Journey into Data Engineering
1. Introduction: From Intern to Data Engineer
My journey as a Data Engineer began with curiosity — how do banks turn millions of data points into insights that drive lending or risk strategy? Over time, I found myself designing ETL pipelines, automating workflows, and even building machine learning pipelines to predict loan delinquency.
Before becoming a full-time Data Engineer, I started as a DE intern for 3 months. That experience helped me understand the fundamentals of data pipelines, governance, and business reporting.

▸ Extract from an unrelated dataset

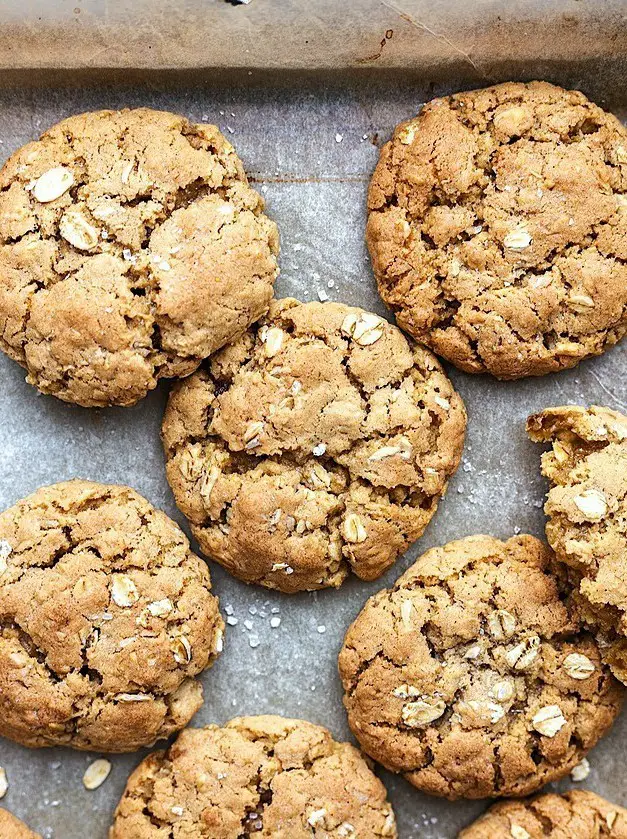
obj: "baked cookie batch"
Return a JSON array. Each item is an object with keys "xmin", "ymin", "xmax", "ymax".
[{"xmin": 0, "ymin": 82, "xmax": 627, "ymax": 839}]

Later, I joined a bank where I spent 1.5 years as a Data Engineer, supporting business intelligence, automation, and analytics for multiple departments.
2. Core Projects & Technical Contributions
2.1 Building Data Models for Business Intelligence
- Tools: SQL Server, Power BI, ETL scripting
- Summary: Built data models and conducted analysis to support BI and decision-making across departments.
- Impact: Contributed to 10+ Power BI reports, improving data accessibility and operational visibility.
- Reflection: Learned how to balance data accuracy with performance and how visualization drives real business decisions.
2.2 Machine Learning for Loan Delinquency Prediction
- Tech: Python, Scikit-learn, Power BI integration
- Summary: Developed and deployed ML models to predict SFR loan delinquencies.
- Impact: Improved prediction accuracy by 15% compared to traditional methods.
- Reflection: Learned how to integrate ML workflows into production pipelines and how model outputs can empower risk management.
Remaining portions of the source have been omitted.